Katusic Hecimovic group

We have been intrigued by the fact that the two different neurodegenerative disorders, a rare childhood lipid and lysosomal storage disease Niemann-Pick type C (NPC) and the most common and complex Alzheimer's disease (AD), share several key features of neurodegeneration and neuroinflammation, including accumulation of the Alzheimer’s amyloid-beta peptides, increased levels of hyperphosphorylated tau, dysfunction of the endolysosomal pathway, apolipoprotein E ε4 allele as a risk factor and strong activation of astrocyte and microglia.

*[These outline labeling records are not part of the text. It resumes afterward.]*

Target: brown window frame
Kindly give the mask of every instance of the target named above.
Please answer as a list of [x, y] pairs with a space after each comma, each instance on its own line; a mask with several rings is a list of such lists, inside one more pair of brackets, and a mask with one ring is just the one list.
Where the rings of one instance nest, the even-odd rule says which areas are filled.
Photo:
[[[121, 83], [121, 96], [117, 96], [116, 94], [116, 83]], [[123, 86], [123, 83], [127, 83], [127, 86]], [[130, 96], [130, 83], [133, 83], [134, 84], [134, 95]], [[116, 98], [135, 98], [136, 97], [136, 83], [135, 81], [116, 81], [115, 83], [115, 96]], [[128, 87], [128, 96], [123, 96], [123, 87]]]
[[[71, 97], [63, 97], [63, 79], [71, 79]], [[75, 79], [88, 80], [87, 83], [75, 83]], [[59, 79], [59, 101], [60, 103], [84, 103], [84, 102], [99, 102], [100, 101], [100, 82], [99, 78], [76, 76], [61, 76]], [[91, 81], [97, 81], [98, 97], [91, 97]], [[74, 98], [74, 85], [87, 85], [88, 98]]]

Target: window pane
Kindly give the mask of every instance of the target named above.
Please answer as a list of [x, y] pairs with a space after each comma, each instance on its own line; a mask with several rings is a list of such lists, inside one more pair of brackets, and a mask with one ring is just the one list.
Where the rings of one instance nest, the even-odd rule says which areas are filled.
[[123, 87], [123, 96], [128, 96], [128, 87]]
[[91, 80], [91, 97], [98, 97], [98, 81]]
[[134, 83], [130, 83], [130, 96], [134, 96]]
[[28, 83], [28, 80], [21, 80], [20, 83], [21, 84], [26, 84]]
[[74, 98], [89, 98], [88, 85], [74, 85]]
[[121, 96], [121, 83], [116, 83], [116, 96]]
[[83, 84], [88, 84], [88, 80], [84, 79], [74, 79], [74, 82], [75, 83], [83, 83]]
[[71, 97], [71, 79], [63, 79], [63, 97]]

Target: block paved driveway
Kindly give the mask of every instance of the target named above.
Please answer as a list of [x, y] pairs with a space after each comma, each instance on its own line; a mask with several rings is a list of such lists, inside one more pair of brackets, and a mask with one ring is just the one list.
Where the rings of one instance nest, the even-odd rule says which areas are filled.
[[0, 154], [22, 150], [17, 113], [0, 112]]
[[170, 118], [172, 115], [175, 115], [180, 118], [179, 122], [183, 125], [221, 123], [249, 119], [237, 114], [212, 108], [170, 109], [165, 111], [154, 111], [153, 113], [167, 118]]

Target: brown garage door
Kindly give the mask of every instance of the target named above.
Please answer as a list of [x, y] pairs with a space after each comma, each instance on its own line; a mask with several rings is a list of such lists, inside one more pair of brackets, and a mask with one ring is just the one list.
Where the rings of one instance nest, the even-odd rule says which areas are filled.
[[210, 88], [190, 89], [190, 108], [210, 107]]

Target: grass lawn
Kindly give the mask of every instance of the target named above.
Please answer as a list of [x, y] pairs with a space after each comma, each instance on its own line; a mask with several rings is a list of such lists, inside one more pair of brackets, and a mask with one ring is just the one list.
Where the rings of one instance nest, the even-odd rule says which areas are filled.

However, these two disorders also show clear neuropathological distinctions. In contrast to AD where neurodegeneration primarily occurs in the brain regions of hippocampus and cortex, while cerebellum seems to be protected, in NPC disease Purkinje neurons in the cerebellum are most affected, while hippocampus seems to be spared. Using different mouse models, primary neurons and glia cells, organotypic brain slices as well as cell lines our goal is to elucidate molecular details of similarities and different brain region vulnerabilities between these two neurodegenerative disorders. These studies will increase our understanding of the molecular pathogenesis of these conditions, as well as our chances of finding disease-modifying therapies.

Baus Loncar group

Alzheimers  disease (AD) comes in 90% of cases as sporadic one without clear genetic markers. Human and preclinical studies have provided convincing evidence that AD is a degenerative metabolic disease, mediated by impaired insulin responsiveness in the brain, glucose utilization and energy metabolism. The connection between diabetes/obesity and AD, may shed light how sporadic AD develops. Biomarker search in cerebrospinal fluid of  AD  patients  identified  TFF3 protein as a new  possible candidate for this crosstalk. Tff3 protein is present in neurons and liver produced Tff3 can act neuroprotective and concentrate in brain upon injury. Our goal is to elucidate the role of Tff3 protein  in liver/brain axis using Tff3 -/-mouse strain and modeling metabolic relevant conditions. This systemic approach will help us understand common pathways in diabesity and neurodegeneration and possibly reveal novel therapeutic targets.